Tyler didn’t condemn him for being a hired hand, which he was.
Conrad was enjoying himself. He liked making reports. He liked not having the responsibility. But sounding sharp. It didn’t cross his mind that he had forgotten something.
In the big room, nobody moved. Nobody spoke. And it could not hold. Edie had a gone feeling, as if she’d had a tip that something terrible was going to happen, very soon.
Then Granny, with a languid motion of her arm, held up the empty glass and Ronnie Mungo, for his manners, moved helpfully and took it from her. He put it on the table at the end of the sofa. It clicked on the wood. And Wendy convulsed. She bounced to sit up. Her hair was a great tangle. Her eyes looked hot. Immediately, there was a force loose, and what it would do, no one could know. She sent one wild look around.

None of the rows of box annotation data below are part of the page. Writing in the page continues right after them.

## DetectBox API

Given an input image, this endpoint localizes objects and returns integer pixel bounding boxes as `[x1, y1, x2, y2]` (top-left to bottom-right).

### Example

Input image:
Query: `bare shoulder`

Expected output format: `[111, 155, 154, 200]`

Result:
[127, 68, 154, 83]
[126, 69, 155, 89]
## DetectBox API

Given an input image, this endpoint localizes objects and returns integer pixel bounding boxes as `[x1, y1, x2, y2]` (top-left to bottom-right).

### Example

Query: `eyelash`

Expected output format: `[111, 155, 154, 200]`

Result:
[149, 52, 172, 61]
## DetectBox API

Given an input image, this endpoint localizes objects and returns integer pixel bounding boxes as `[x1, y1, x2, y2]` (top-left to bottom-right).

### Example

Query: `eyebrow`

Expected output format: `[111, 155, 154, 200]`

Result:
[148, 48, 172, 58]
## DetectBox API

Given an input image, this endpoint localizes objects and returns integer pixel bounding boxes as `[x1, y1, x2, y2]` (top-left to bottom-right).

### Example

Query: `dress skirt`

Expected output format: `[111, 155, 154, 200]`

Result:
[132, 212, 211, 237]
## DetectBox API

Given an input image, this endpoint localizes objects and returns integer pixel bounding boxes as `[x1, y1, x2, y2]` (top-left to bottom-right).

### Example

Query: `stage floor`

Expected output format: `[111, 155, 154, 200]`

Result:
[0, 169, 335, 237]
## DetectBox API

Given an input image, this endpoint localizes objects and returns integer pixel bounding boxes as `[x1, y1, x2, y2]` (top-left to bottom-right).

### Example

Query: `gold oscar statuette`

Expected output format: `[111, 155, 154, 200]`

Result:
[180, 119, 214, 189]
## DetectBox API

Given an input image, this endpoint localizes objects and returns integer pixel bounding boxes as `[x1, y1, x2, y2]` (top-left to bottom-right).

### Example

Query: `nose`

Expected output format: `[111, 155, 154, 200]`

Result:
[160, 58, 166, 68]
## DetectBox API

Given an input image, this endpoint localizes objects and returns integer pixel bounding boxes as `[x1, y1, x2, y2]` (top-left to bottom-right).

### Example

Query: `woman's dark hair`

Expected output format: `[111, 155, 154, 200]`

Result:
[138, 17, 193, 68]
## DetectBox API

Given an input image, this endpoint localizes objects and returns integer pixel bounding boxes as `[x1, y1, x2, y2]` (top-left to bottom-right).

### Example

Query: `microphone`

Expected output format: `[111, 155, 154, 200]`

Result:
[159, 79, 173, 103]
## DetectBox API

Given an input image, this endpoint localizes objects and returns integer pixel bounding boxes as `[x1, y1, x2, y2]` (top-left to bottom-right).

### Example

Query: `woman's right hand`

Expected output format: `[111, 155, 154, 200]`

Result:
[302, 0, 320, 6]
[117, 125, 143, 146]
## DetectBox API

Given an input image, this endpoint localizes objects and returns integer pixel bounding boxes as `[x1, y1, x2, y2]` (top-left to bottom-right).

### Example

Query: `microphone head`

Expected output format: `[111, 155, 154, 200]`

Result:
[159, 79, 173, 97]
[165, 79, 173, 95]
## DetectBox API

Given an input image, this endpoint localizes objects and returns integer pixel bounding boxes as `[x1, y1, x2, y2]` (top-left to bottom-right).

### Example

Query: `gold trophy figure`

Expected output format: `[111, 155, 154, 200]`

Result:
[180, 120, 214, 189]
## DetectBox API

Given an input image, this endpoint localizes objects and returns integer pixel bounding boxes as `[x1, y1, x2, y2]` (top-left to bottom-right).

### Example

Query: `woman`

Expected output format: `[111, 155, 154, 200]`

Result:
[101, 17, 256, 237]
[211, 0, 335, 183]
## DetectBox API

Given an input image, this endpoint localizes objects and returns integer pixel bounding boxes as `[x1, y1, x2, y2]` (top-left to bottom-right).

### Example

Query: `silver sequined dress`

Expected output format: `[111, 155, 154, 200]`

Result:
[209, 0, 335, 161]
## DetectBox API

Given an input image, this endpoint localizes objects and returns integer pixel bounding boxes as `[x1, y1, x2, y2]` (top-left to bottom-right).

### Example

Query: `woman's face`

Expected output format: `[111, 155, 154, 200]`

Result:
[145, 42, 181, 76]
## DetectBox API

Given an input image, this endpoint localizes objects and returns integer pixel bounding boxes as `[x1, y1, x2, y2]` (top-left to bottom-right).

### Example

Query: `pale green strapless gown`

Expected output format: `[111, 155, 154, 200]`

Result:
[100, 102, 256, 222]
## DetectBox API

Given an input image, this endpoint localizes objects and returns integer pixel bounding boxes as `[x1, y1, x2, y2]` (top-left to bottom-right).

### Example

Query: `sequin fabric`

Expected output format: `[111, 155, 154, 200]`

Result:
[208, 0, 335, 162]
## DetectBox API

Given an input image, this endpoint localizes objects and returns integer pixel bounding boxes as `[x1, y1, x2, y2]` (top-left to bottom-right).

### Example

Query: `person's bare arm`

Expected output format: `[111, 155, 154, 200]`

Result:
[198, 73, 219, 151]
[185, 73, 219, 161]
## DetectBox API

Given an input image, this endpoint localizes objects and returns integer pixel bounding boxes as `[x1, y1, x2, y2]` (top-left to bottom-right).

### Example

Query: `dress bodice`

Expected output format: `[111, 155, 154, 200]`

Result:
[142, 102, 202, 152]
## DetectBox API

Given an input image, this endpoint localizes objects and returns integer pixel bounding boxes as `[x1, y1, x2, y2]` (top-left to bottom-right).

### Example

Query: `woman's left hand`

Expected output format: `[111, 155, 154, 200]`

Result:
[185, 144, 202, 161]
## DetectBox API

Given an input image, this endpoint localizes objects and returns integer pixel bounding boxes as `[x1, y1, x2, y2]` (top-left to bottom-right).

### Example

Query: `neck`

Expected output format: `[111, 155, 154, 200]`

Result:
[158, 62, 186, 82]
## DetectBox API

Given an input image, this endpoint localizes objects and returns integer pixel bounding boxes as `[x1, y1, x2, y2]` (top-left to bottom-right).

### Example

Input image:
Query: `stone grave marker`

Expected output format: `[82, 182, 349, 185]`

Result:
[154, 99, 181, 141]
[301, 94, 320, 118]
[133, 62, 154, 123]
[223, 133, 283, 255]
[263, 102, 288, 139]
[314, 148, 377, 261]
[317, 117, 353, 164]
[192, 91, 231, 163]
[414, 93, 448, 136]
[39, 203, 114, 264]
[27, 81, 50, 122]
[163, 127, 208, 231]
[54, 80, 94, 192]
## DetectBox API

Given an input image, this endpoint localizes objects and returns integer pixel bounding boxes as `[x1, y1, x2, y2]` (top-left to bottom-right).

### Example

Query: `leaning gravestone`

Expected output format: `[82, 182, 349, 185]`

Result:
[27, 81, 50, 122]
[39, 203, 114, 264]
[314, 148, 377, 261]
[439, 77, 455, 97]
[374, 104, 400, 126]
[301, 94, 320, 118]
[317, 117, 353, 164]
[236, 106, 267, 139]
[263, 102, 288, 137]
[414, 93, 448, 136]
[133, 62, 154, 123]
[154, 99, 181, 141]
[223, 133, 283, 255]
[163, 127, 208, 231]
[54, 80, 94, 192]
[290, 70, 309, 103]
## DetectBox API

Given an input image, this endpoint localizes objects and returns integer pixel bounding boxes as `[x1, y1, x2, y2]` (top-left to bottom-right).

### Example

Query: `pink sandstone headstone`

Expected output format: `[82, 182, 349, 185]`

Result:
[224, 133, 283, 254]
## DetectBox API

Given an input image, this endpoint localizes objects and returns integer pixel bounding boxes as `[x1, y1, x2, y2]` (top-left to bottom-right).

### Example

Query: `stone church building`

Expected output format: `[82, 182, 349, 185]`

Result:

Granny could see, and her pale hand came up and her chin up, and it was an order. So Ronnie Mungo—who had constituted himself Granny’s aide-de-camp, somehow—with a closed obedient look on his face, bent over and to
uched Wendy on her nape.
Wendy was on her feet, like a rocket. “Who touched me?” she screamed. “Who touched me?”
Chapter Sixteen
MRS. BECK was roused from stupor to alarm at the piercing sound of Wendy’s voice.
Oh, no, no! No, no! She knew that note. What could she do? How could she stop it? She twisted, and lifted, and pain was brutal, but her hand got all the way up to the knob.
Ronnie moved to take hold of Wendy but she went whirling. She whirled back. “Ronnie …” A high shrill hysteria. “Let’s go. Why can’t we go?”
But now Granny had her ears turned on. “Wendy, you absolutely cannot elope. It would not do, at a time like this. Will someone kindly give that child a pill or a shot or something? Where is Dr. Brewster? I called him hours ago. Where is Mrs. Beck, for pity’s sakes? We pay the woman. Teddy …?”
Ted had come out of the east wing, blinking.
“We couldn’t find Mrs. Beck, Mother,” he said, querulously, and then, “Charles?”
Wendy whirled. Tyler was there. Conrad, behind him, was poised, watching, with his hand on the knob of the cellar door.
Wendy spun. She threw out her right arm, taut, to its fullest extension. “Look! It’s the madman! He’s inside, Daddy! Don’t let him hurt me anymore?”
She ran. In panic. Her small feet were quick in her ridiculous little shoes. She ran straight on, toward Harold. She veered. She ran toward the two men in white coats, who waited respectfully at the bottom of the foyer steps. She veered, reversed, and ran up the stairs.
Ronnie had been drawn after her. He called up, standing under the balcony, “Oh, come off it, Wendy,” like a man who had had enough, and more.
Wendy shrilled down. “You all don’t think he’s dangerous? Well, you are stupid! All of you!”
Wendy ran on upward, a flash of bright blue, vanishing like a brilliant bird in flight.
Or a bright bead, sliding …
And Granny screamed.
The light was bright enough to hurt, when the man opened the door and Mrs. Beck slumped forward. There was a commotion. Seemed like a lot of men. Her arm, her whole side, hurt like sixty. Two of the men were like doctors. She didn’t quite pass out under their ministrations. She knew she’d better not. Oh, it didn’t hurt to play as weak as she liked, until she saw a chance. Or saw whether she had a chance—as she thought she might. After all. After all. If you’re lucky—and if you are shrewd, of course, besides.